La journée du 28 novembre dernier a constitué un moment de vérité au Conseil de sécurité assez particulier : l'exposé que Christopher Ross a fait à huis clos sur sa dernière tournée dans la région et en Europe.
Christopher Ross.
Ce rapport a porté bien évidemment sur les dernières consultations effectuées par lui avec les responsables du Maroc, d'Algérie, de Mauritanie, d'Espagne et de France. Pour les parties concernées, notamment le Maroc, la réunion du Conseil de sécurité ne pouvait pas passer inaperçue, tant le contenu du rapport l'intéressait. A cela plusieurs raisons, dont l'une est que l'étape du secrétaire général de l'ONU au Maroc a été différente.

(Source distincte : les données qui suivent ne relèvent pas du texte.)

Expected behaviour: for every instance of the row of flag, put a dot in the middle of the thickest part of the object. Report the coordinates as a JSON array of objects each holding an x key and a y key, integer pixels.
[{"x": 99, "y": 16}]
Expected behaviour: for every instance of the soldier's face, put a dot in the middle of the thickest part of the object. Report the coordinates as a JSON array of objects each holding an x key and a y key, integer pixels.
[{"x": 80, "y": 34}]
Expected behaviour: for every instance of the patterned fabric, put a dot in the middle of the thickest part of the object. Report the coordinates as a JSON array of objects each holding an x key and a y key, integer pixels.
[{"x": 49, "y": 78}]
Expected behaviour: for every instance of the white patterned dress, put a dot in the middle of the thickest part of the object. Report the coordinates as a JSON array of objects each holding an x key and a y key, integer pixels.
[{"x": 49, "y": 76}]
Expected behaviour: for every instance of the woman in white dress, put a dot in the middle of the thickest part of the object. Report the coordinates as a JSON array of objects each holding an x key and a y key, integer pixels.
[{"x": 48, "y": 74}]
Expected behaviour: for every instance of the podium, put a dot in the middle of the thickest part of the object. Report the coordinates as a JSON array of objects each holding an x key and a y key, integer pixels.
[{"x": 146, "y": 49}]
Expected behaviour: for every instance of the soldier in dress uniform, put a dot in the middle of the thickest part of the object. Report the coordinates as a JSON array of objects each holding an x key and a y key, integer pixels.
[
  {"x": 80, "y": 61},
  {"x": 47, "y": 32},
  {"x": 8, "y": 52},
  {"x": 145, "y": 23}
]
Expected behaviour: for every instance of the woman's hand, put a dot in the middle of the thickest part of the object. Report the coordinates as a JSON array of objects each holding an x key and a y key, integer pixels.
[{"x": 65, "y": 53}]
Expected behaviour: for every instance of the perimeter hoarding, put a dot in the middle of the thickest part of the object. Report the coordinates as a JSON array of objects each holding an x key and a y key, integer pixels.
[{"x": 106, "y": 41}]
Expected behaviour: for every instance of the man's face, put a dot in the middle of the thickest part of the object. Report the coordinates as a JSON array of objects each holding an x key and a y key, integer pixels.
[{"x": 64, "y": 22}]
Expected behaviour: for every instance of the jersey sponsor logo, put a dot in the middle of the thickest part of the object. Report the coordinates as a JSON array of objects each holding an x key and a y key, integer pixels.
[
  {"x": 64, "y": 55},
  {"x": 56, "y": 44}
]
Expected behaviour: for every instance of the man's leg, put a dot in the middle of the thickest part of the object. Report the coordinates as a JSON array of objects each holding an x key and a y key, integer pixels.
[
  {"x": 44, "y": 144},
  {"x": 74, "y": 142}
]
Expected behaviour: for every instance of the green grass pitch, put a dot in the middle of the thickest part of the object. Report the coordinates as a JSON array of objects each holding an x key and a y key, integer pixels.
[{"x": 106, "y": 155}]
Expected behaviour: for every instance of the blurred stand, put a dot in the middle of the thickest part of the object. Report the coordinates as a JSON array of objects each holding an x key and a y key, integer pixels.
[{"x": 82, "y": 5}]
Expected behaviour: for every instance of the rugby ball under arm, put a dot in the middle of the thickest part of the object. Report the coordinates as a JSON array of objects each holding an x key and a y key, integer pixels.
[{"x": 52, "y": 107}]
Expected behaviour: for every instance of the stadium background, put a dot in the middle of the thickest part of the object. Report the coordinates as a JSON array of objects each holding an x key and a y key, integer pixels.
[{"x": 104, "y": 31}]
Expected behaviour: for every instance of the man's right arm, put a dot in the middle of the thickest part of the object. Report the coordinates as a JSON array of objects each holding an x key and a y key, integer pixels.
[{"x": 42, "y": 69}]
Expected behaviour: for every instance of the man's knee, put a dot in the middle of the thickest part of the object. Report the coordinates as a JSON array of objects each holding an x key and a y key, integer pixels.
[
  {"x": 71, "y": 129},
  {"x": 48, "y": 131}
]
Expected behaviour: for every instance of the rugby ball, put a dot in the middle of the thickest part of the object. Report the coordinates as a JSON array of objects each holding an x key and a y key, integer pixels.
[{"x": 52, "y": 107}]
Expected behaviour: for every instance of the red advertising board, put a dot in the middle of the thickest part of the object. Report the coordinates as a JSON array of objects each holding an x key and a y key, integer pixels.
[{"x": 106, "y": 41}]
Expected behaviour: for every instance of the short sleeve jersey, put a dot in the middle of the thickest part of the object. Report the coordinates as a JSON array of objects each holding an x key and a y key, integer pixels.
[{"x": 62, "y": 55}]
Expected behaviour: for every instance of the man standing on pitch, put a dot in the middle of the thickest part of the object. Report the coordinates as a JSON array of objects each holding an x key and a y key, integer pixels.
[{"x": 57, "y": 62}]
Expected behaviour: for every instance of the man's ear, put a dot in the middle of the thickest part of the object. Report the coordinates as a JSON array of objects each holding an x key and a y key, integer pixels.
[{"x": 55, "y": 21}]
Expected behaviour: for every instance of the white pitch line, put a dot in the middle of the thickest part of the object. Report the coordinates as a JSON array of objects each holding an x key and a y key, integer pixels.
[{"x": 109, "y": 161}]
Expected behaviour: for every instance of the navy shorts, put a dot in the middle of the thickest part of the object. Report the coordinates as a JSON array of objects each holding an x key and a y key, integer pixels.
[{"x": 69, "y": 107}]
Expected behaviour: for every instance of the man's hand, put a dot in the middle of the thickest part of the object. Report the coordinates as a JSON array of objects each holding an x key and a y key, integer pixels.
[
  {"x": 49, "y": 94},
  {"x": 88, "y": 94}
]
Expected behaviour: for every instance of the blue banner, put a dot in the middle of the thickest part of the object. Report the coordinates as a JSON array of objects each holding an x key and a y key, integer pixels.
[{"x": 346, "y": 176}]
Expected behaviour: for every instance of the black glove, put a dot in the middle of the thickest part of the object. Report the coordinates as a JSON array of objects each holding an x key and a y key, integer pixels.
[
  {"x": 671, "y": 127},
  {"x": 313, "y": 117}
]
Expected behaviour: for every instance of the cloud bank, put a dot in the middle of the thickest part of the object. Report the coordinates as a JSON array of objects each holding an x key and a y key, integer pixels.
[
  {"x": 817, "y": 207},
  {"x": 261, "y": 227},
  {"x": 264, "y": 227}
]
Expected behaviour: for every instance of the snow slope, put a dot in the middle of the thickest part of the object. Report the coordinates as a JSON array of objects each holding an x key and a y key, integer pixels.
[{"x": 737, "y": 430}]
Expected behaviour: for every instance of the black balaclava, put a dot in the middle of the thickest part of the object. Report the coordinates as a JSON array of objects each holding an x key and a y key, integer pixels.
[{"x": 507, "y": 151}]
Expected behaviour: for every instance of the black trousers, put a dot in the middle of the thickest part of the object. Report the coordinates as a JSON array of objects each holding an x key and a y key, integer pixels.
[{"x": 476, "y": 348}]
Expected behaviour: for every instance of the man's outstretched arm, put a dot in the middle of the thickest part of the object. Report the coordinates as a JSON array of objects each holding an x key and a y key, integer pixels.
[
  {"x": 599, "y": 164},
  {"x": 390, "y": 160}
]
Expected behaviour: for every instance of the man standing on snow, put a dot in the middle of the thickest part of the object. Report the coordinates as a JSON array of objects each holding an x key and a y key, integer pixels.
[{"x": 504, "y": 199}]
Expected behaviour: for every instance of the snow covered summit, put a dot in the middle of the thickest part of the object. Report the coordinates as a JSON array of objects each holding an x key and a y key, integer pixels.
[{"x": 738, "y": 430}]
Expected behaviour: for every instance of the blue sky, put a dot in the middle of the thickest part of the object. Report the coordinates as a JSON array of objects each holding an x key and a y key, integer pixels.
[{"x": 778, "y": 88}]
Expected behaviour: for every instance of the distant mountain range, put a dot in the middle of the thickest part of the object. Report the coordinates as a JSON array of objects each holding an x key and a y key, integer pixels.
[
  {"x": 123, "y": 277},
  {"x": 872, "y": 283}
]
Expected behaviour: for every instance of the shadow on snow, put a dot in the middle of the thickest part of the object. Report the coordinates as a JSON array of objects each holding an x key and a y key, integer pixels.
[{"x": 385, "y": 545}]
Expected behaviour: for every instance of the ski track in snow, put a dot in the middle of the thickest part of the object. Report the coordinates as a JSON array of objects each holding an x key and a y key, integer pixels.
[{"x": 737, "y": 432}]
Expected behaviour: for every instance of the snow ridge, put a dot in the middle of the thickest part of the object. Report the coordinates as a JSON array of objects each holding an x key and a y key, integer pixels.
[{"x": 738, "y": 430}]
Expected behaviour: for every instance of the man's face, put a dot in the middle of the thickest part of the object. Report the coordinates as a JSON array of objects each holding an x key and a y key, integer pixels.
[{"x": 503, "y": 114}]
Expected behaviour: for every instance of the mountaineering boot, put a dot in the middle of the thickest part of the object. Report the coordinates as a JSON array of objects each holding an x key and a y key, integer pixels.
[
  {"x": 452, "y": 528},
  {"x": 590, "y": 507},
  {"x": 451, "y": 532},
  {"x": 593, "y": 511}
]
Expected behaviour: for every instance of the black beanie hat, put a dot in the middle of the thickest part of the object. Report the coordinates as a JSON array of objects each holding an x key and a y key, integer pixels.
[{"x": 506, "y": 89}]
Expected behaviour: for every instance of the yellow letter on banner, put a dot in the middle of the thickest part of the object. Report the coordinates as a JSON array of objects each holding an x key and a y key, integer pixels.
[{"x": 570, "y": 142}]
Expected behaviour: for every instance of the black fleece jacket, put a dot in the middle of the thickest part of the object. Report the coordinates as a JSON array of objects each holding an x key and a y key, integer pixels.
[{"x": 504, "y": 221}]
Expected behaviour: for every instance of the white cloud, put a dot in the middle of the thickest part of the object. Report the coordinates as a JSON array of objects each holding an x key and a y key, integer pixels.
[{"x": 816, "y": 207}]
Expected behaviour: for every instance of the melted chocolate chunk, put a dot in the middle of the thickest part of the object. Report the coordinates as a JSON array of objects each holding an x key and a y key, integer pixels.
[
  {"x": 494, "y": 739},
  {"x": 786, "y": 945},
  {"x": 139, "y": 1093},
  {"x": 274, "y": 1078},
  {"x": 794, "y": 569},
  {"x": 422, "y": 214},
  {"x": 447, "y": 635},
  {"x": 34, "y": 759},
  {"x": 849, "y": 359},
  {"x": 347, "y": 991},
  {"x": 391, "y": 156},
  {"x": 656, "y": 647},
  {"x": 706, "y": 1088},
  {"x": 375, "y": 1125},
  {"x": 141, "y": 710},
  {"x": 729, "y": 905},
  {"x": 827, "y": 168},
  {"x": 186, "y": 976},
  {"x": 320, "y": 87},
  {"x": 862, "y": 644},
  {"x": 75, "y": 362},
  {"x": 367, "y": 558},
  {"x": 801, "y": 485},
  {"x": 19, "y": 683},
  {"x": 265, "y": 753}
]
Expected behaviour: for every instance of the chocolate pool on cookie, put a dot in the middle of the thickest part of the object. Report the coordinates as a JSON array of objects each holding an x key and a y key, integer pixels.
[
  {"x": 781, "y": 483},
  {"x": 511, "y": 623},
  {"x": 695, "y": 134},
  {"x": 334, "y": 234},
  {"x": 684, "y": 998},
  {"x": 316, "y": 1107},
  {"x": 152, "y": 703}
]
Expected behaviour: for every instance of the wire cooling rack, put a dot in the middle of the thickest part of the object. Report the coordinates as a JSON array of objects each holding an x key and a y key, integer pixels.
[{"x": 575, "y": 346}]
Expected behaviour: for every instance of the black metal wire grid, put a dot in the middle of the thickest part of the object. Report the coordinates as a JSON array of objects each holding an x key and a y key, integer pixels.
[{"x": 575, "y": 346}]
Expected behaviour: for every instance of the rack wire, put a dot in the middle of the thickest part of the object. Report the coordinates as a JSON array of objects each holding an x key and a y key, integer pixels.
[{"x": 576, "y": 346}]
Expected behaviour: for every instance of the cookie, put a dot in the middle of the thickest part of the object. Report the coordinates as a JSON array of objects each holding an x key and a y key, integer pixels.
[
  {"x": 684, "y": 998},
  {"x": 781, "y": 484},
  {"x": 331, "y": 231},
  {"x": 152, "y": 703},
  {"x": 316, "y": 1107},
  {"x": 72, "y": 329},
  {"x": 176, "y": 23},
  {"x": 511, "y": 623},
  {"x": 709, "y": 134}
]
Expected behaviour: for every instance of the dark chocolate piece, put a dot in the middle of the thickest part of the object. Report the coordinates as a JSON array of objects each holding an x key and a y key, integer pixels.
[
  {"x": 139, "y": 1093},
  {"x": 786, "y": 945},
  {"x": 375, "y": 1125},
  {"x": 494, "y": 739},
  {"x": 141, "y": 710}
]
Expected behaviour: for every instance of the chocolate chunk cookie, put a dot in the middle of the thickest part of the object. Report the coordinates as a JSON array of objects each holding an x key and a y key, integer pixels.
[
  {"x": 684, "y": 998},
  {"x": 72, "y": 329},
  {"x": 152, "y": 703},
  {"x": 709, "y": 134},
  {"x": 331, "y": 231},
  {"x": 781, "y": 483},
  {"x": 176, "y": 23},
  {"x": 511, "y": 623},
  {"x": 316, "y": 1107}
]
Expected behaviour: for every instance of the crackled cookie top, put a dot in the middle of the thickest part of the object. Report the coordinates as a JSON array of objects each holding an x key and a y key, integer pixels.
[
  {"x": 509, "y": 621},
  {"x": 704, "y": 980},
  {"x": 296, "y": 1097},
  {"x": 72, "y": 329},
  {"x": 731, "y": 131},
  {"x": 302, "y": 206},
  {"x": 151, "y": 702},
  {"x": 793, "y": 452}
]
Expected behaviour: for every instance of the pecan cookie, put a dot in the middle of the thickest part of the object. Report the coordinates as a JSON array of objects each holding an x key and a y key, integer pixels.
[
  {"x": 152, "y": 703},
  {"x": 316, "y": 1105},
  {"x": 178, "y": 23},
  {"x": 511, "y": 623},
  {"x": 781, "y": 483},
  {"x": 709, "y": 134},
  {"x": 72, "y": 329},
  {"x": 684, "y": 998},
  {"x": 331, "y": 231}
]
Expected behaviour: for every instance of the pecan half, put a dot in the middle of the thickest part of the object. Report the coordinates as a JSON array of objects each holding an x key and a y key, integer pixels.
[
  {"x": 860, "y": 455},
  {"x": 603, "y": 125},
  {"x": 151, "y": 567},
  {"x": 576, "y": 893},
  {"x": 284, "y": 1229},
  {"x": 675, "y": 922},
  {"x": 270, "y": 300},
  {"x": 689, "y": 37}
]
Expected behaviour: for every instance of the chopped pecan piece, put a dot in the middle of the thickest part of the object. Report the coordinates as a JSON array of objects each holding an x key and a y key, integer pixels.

Elle est survenue au moment où le Maroc célébrait la fête de l'Aïd, ce qui a obligé Christopher Ross à patienter quelques jours avant de rencontrer les responsables marocains, à quelque niveau que ce soit. Ensuite , la visite a été différente, plutôt totalement différente en termes de « modus operandi », de timing et de ton. En d'autres termes, elle n'a pas sacrifié au formalisme habituel. Le climat était plutôt détendu et le ton libéré de sa gangue.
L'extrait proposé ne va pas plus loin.